A MAN suspected of being Umar Patek, most wanted of the al-Qa’ida-linked fugitives responsible for the 2002 Bali bombings, has been arrested in Pakistan.
Indonesian police are helping with the identification and have sent officers with fingerprints and family information to Pakistan.
“We are hopeful it is him,” national police chief of detectives Ito Sumardi said today. “He is our most wanted suspect.”
Patek, a senior member of the al-Qa’ida-linked terror network Jemaah Islamiah, was a senior figure in the October 12, 2002, Bali bombings conspiracy that killed 202 people, including 88 Australians.
General Sumardi said Pakistani security authorities contacted Indonesian police “a couple of days ago” with news of the suspect’s arrest and requesting help with identification.

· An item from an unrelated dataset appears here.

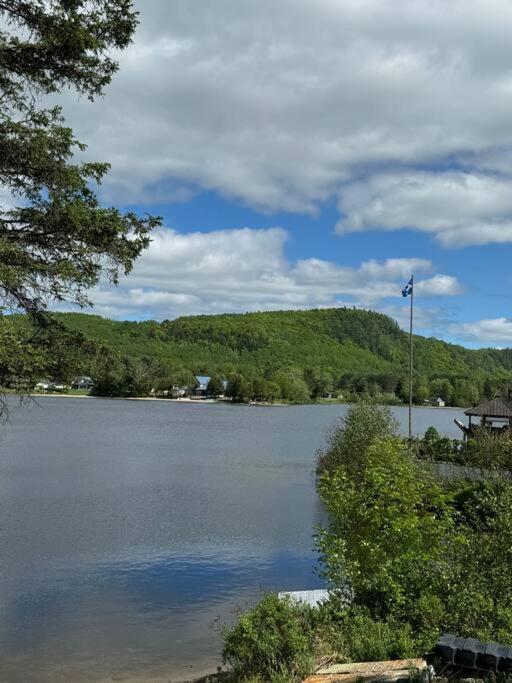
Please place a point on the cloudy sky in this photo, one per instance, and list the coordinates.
(314, 153)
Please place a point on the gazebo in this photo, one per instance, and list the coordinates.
(494, 415)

“We don’t know exactly about his identity yet; it’s difficult to say because now he’s under arrest by the Pakistan government.”
Patek has been sought for a decade but never arrested by Indonesian and Phlippines police.

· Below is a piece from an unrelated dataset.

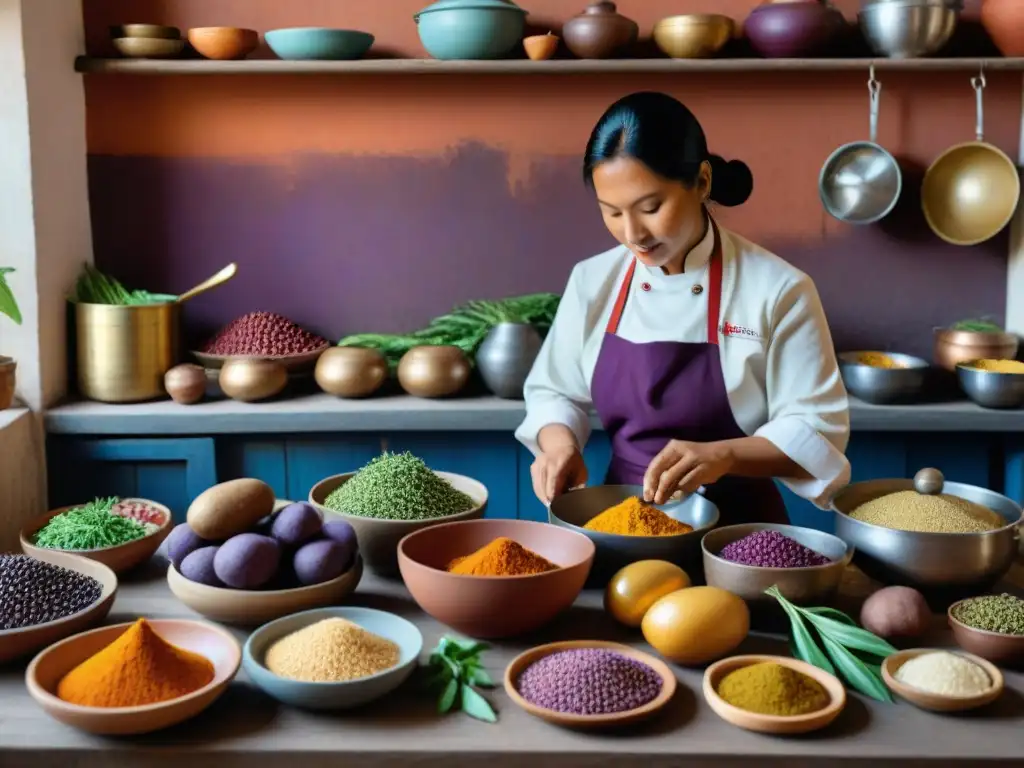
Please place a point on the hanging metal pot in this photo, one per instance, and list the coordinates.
(971, 192)
(860, 182)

He was widely assumed to have spent most time since the bombings with the Abu Sayyaf terrorist group in the Sulu Islands of the southern Philippines.
However General Sumardi said today his officers suspected he had been in Indonesia when Dulmatin, another senior member of the Bali bombings conspiracy, was killed in a raid on March 9, 2010. The rare high-profile capture that could provide valuable intelligence about the organisation and possible future plots.
It is not clear if Pakistan stumbled on Patek or his capture was the result of a intelligence tip.
Details about what he was doing in Pakistan also remain murky, raising questions about whether he was there to plan an attack with al-Qa’ida’s top operational leaders as the 10-year anniversary of the September 11, 200l, attacks looms over the US.
Patek, 40, is well-known to intelligence agencies across the world. The US was offering a $US1 million reward for the arrest of the slight Patek – known as the “little Arab” – over the Bali attack.
The question of what to do with him could become a key indicator of how President Barack Obama will handle major terrorist suspects captured abroad. However, American officials declined to comment on the case.
Under former President George W Bush, he likely would have been moved into the CIA’s network of secret prisons. For instance, one of Patek’s accused co-conspirators in the Bali nightclub bombing, Hambali, spent years in the prison system and is now being held in Guantanamo Bay.
But the CIA’s secret prisons are closed and Mr Obama is trying to empty Guantanamo, not add new inmates. Patek’s arrest in Pakistan is likely to raise questions over how such a high-profile terrorist can travel across international borders.
There are also likely to be competing interests among intelligence agencies as each jockeys for control over Patek.